In previous articles we reviewed the overall topic of management interfaces to Taps and NPBs and in subsequent chapters took a deep dive into the topics of Fault Management and Configuration Management. In this chapter we will focus on Software Management and its related topics. Subsequent chapters will cover other management topics including accounting, performance monitoring, security and remote access.
Software Management
For the purposes of this document we have decided to include several topics together under the heading of software management:
Booting – How the device boots up from power on or power cycle
Factory Reset – How to reset the software to a factory configuration
Software Updates – the software components and how each are updated
Backup and restore – how to backup the software and its related data so it can be reloaded to the box in the event of a corruption or rollback
General Software Guidelines
- Use commercial, supported software components wherever possible. Opensource is fine and may be preferred as long as there is forecast support in place for the lifetime of the product
- Use standards based behaviors (many of these are discussed below) to ensure compatibility and supportability. Standards based interfaces and behaviors are also more secure since they have been tested and scrutinized by the larger community.
Security Considerations
- Proprietary software and proprietary interfaces alone are not a sustainable form of security or protection for a product – while the hacker/attacker may not have an off the shelf cracking tool for a proprietary interface, it usually does not take much effort to scan and reverse engineer a proprietary system for attack.
- Software images and backups and configuration data backups should be version tagged, encrypted and include integrity verification data. All files imported to a box including software updates and backups need to be integrity checked before being processed. This is needed to prevent corruption or hacking of the software or data when stored outside of the box.
- These will be discussed more in a later chapter dedicated to security considerations
Booting
There are several methods to use to initially bootstrap and configure a device on the initial power cycle. The most common ones are:
- Bootp – Bootstrap Protocol – assigns a device an initial IP address on bootup but also shares the address of the bootp server and a software image server that can be used to download the initial device software and/or configuration
- DHCP – Dynamic Host Configuration Protocol – is a newer and more sophisticated way to assign IP addresses to a box and can also communicate information about software image locations and configuration data to the device. DHCP can provide many network configuration parameters to device including location of its configuration and software images but also network service information such as time servers, name servers, routers, etc.
- TFTP – Trivial File Transfer Protocol – used alone or with BootP/DHCP is typically used for loading of boot images since it is supported at the firmware level of many devices (it is simple to implement and easy to configure in low level systems). Software images and boot configuration data downloaded over TFTP should still be checked for integrity and compatibility with the device.
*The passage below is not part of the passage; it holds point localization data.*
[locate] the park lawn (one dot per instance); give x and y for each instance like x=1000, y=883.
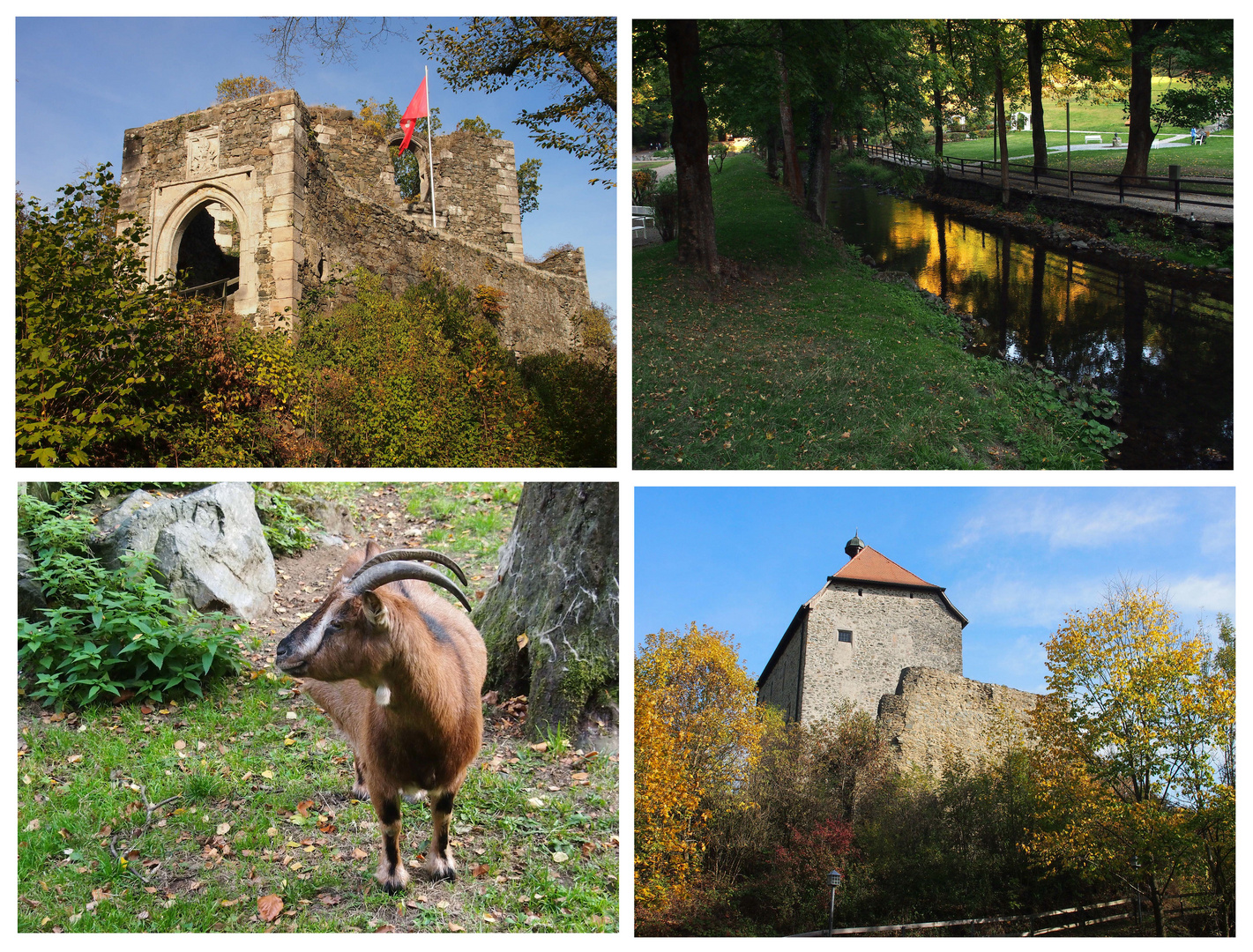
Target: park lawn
x=255, y=783
x=812, y=362
x=1214, y=160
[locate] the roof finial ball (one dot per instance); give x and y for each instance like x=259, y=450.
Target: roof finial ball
x=854, y=545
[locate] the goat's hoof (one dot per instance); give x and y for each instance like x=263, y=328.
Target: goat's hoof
x=437, y=871
x=392, y=881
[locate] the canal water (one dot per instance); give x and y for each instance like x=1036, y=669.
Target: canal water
x=1160, y=342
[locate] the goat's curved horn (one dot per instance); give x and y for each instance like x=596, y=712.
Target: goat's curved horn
x=424, y=555
x=389, y=571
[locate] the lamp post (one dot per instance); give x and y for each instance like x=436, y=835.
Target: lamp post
x=833, y=878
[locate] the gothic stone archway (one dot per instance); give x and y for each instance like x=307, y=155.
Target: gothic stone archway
x=175, y=208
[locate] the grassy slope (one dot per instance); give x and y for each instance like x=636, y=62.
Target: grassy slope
x=812, y=362
x=250, y=755
x=1214, y=160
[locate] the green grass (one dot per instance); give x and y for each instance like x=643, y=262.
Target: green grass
x=811, y=362
x=253, y=785
x=1214, y=160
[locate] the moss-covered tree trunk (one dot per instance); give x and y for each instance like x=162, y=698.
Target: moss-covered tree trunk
x=550, y=621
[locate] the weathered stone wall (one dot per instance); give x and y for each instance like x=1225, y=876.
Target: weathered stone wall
x=891, y=629
x=934, y=713
x=782, y=687
x=250, y=155
x=313, y=193
x=476, y=188
x=346, y=232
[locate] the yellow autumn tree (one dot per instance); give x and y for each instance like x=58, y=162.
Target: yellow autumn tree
x=1127, y=758
x=698, y=733
x=244, y=88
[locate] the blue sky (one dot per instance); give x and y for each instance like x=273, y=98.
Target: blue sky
x=83, y=82
x=1014, y=560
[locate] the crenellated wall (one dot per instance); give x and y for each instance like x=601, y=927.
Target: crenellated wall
x=313, y=194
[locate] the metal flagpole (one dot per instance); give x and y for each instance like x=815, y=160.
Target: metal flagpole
x=430, y=153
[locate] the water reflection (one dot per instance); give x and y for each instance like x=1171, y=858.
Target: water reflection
x=1166, y=350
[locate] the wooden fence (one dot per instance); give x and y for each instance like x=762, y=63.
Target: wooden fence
x=1038, y=924
x=1211, y=192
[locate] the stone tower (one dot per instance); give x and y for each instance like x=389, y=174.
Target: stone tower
x=274, y=197
x=883, y=638
x=852, y=639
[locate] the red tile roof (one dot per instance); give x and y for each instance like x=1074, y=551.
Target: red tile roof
x=869, y=565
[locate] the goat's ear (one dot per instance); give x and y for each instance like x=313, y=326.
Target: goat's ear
x=375, y=612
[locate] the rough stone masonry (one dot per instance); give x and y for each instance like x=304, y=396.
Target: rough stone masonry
x=312, y=194
x=878, y=636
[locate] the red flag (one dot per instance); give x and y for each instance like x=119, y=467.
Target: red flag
x=415, y=112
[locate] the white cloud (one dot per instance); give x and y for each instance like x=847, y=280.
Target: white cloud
x=1021, y=603
x=1080, y=525
x=1214, y=592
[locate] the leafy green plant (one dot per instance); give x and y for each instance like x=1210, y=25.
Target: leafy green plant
x=286, y=530
x=109, y=631
x=92, y=332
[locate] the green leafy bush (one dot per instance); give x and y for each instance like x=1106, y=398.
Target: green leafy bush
x=286, y=530
x=92, y=332
x=109, y=633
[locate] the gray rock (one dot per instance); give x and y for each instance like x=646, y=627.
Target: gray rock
x=208, y=547
x=30, y=595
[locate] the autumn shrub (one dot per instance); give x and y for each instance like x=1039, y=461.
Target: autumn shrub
x=579, y=398
x=420, y=380
x=108, y=633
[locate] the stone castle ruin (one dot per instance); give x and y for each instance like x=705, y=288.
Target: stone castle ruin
x=878, y=636
x=274, y=198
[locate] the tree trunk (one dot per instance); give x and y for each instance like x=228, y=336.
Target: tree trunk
x=791, y=160
x=1035, y=80
x=1139, y=98
x=1000, y=131
x=820, y=160
x=936, y=92
x=698, y=246
x=550, y=621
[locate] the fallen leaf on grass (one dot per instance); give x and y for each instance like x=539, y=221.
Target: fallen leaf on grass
x=268, y=907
- DHCP Option 66 – While there are many different ways to use DHCP, TFTP and other protocols to configure a device, a specific method known as Option 66 was defined to allow a device to discover a provisioning server and to download its configuration at boot time from the network. While this is rarely used in low level network devices, it can be used for deployment of large numbers of centrally configured edge devices such as cable/DSL modems, IP Phones, access gateways, etc.
- Thumb drive or SD card booting – This mechanism is common for development machines and PCs/laptops/Tablets, but is not recommended for network devices. If the Thumb drive or SD card is replaced with a modified image then the device and be use for hacking and spying on the network. As with all forms of software and configuration data loading, any image loaded from a Thumb drive or SD card should be verified for security and integrity. It is not recommended that “boot from SD” or “boot from USB” be enabled on any network device.
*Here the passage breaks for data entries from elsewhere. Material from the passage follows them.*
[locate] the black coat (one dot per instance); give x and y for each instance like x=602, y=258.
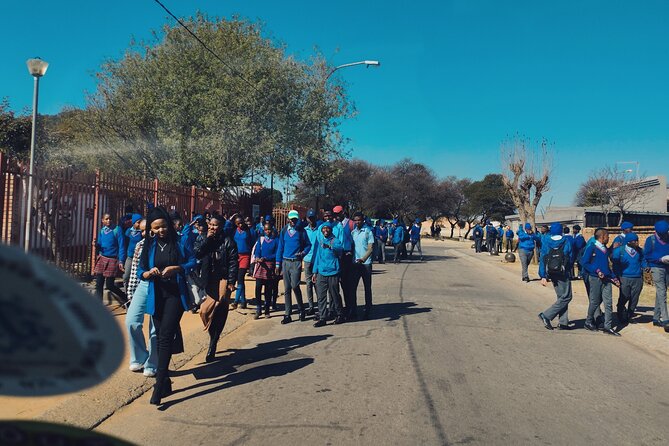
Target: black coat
x=218, y=259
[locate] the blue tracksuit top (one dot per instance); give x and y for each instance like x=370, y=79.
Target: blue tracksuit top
x=414, y=233
x=134, y=236
x=111, y=243
x=526, y=241
x=550, y=243
x=313, y=236
x=398, y=235
x=244, y=240
x=326, y=256
x=266, y=248
x=290, y=245
x=595, y=259
x=627, y=262
x=653, y=250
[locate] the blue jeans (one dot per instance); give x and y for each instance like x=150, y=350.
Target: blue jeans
x=134, y=321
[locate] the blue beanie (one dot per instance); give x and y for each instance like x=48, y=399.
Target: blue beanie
x=631, y=237
x=662, y=227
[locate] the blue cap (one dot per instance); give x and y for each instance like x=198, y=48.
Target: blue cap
x=631, y=237
x=662, y=227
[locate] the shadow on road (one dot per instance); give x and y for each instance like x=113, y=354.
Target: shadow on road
x=393, y=311
x=223, y=373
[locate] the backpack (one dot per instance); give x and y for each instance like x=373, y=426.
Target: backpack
x=555, y=260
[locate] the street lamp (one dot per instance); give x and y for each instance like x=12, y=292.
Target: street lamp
x=37, y=68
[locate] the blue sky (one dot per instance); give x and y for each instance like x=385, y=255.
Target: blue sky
x=457, y=77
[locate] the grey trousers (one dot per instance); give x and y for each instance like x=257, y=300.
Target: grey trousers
x=328, y=285
x=600, y=291
x=292, y=270
x=630, y=289
x=525, y=259
x=562, y=287
x=661, y=280
x=310, y=285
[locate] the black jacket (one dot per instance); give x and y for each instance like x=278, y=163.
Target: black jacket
x=218, y=259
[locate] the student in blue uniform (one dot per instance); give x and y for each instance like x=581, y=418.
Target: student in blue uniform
x=601, y=278
x=656, y=254
x=110, y=260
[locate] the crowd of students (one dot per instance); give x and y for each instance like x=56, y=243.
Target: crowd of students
x=170, y=266
x=565, y=256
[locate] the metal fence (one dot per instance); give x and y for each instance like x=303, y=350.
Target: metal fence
x=67, y=209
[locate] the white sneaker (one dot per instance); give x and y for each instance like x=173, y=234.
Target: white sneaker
x=136, y=367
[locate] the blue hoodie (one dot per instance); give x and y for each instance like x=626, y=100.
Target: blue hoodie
x=326, y=253
x=551, y=242
x=526, y=241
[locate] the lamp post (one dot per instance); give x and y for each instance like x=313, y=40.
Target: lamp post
x=37, y=68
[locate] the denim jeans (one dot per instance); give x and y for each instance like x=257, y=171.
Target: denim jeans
x=134, y=321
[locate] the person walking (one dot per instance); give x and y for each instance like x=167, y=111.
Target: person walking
x=656, y=254
x=526, y=246
x=478, y=237
x=553, y=265
x=217, y=253
x=363, y=246
x=141, y=358
x=628, y=266
x=164, y=264
x=110, y=260
x=245, y=239
x=293, y=246
x=326, y=257
x=601, y=278
x=414, y=238
x=398, y=240
x=312, y=232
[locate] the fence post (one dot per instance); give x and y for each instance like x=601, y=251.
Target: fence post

- Internal flash/ROM storage with redundant images – Another mechanism is to store an initial factor software/configuration image in ROM or other non-volatile memory on the device. This allows for initial booting and for a failsafe recovery back to this image in the event of corruption. The device would have an ‘active’ image that is updated and patched over time and a ‘factory’ image that is protected from updates and can be used in an emergency. Some devices will have 3 ‘inactive’ image storage areas, with the 3rd area being used during upgrades/patching to store the ‘next’ image. This 3rd software image also gives the user the ability to abort/roll back to the previous image easily by switching the ‘active’ and ‘inactive’ designation.
Factory Reset
All products need to support a reset capability to return the unit to a baseline software image and configuration. This allows the user to clear a box of network/proprietary data before decommissioning, repurposing it or returning it for repair. It also allows a fallback option if the configuration or the software becomes corrupted. This is different from a restore from a backup which will be discussed later in this document.
Two levels of factory reset should be supported:
- Reset software to a reliable base version – this is usually the version of software that was shipped with the product initially. This will also almost always necessitate a configuration data reset as well.
- Reset configuration to a new, out of the box configuration state – this ‘clean slate’ configuration may be different for different versions of software. The configuration reset option generally does not revert the software to an earlier version but instead only resets the configuration to the default state for the current software image.
Software Updates
When considering how software is updated we first need to understand the various types of software on a typical tap or packet broker box:
- BootLoader – when a device is powered on, this is the software that is initially executed by the processor to begin the startup and software loading process. The bootloader is usually stored in ROM or some form of programmable persistent storage (EPROM, EEPROM, etc.) or flash since it has to be accessible before anything is loaded into the volatile memory (RAM). It’s first job it to initialize the memory (RAM) and other devices needed to load the operating system and to initiate loading of the operating system.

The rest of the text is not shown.